Upon being asked whether the previous government of Paul Martin was more supportive, Mr. Song replied, "That's for sure. They were more positive and understood our business."
Mr. Song added that while PetroChina has no interest in pursuing its interest in Gateway for now, the company did "still carry some hope that this might happen [in the future]."
He also said that he had no complaints about working with Enbridge, noting that Enbridge chief executive officer Pat Daniel, "Tried very hard to get us set up with Canadian producers, but it didn't work. This was an opportunity for Enbridge and us to do business, but we couldn't do anything."
PetroChina dropping $3B pipeline, Enbridge still online
The Canadian Press
Friday, July 13, 2007
Enbridge Inc. was taken by surprise Thursday by comments PetroChina International, its major partner in an ambitious Alberta to British Columbia pipeline, was pulling out of the $3-billion project.
At an oilsands conference in Calgary, Yiwu Song, vice-president of China National Petroleum Corp., PetroChina's parent company, told media the company was tired of the lack of government and producer support for their business, and was dropping the project.
"We have not discussed CNPC's comments with them," said spokesman Glenn Herchak. "so it would not be appropriate to comment."
The withdrawal of China, which had tentatively committed to 50 per cent of the pipeline's capacity, could spell the end of the already endangered project.
The proposed Gateway pipeline was designed to ship about 400,000 barrels per day of crude from Alberta's oil sands to Asian markets and California via a new marine terminal in Kitimat, B.C.
Enbridge announced last November it was slowing the pace of the project to focus on its more advanced Alberta Clipper pipeline project to markets in eastern Canada and the U.S. Midwest.
The Alberta Clipper would eventually reach the Gulf Coast and the large number of refineries in the region, a crucial component for Canadian producers to access oil-hungry U.S. markets.
According to Enbridge, details on the memorandum of understanding signed with PetroChina on Gateway were confidential.
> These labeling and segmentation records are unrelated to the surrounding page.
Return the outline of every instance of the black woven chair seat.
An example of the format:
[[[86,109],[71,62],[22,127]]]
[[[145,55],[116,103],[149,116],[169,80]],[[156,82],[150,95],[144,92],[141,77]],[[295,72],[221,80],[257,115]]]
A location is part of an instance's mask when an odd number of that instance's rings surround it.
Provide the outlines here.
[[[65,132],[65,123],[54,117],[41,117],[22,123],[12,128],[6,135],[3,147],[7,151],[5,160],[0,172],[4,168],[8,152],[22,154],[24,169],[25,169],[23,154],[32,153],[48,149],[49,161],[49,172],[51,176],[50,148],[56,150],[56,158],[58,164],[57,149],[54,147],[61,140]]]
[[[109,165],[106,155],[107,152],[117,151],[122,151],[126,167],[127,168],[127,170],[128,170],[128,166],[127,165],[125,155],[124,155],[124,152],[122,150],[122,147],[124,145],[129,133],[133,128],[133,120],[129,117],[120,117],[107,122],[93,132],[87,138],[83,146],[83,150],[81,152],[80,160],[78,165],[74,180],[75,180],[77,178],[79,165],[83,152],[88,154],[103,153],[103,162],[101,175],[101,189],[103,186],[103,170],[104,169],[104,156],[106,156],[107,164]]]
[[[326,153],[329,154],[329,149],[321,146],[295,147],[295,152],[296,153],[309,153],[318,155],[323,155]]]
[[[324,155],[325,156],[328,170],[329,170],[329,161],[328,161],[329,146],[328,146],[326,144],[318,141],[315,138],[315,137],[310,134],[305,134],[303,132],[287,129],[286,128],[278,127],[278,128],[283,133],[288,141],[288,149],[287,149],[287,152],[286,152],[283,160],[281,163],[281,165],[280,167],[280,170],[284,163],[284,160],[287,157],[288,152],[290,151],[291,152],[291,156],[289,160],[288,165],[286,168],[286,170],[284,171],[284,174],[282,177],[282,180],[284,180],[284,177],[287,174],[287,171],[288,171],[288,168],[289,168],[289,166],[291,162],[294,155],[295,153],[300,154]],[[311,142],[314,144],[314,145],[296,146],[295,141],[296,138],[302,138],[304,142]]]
But reports indicate the state-run corporation had committed to half the crude throughput on the line.
Herchak said other potential customers still are interested in Gateway, and the company is keeping to a 2012/2014 start-up date.
"While China could be a market for Gateway production, Asia Pacific and California are also potential markets," he said.
Enbridge currently is in discussion with oilsands producers, refiners in California and offshore, as well as potential customers in Japan and Korea, Herchak said.